De Heun (vier langgerekte gebouwen met ieder circa zestig woningen) is gebouwd als een soort ‘hand’ die vier lange ‘groene vingers’ het Bossche Broek insteekt, een geliefd natuurgebied ten oosten van Den Bosch. De vier appartementengebouwen, die de hand reiken naar het Bossche Broek, vormen de overgang van de stad naar de natuur. Bij de stedelijk bouwkundige ontwikkeling is gezocht naar de juiste balans tussen natuur en bebouwing om deze twee zo vloeiend mogelijk in elkaar te laten overgaan. Dat betekent onder meer dat het natuurgebied de ruimte heeft gekregen om ‘op te rukken’ naar de bebouwing, tussen de vier appartementengebouwen.
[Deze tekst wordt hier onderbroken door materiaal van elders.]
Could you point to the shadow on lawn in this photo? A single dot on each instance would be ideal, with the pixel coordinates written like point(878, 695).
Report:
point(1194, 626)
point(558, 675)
De vier appartementengebouwen zijn trapsgewijs gebouwd. Die terrasvorming is leuk om te zien en speels, maar is in de eerste plaats bedacht om een hele andere reden. De trapsgewijze constructie was nodig om de woningen onder de grenswaarden voor geluidsbelasting te houden. Geluid wordt veroorzaakt door de naastgelegen rondweg Den Bosch. De geluidsgolven verplaatsen zich als een curve die leidend is geweest voor het ontwerp van de gebouwen (toenmalig Molenaar & Pruyn Architecten en architectenbureau de Twee Snoeken).
De architectonische en landschappelijke waarden waren leidend bij het ontwerp
Tussen de appartementengebouwen zelf is de verbinding met de natuurlijke omgeving nog verder versterkt door het creëren van grote binnentuinen. Deze groenplekken hebben ook nog onderling connectie met elkaar doordat ze middels grote openingen in de gebouwen met elkaar zijn verbonden. Deze ingreep heeft wel tot gevolg gehad dat er appartementen per gebouw zijn opgeofferd. De architectonische en landschappelijke waarden waren dus leidend bij het ontwerp van de gebouwen en de omgeving.
Kenmerkend zijn verder de betonnen constructies met dragers en liggers die op de terrassen pergola’s vormen die uitzicht bieden op het Bossche Broek. De zo ontstane buitenruimten vormen een geleidelijke overgang van het ‘harde’ gebouw naar het ‘zachte’ groen.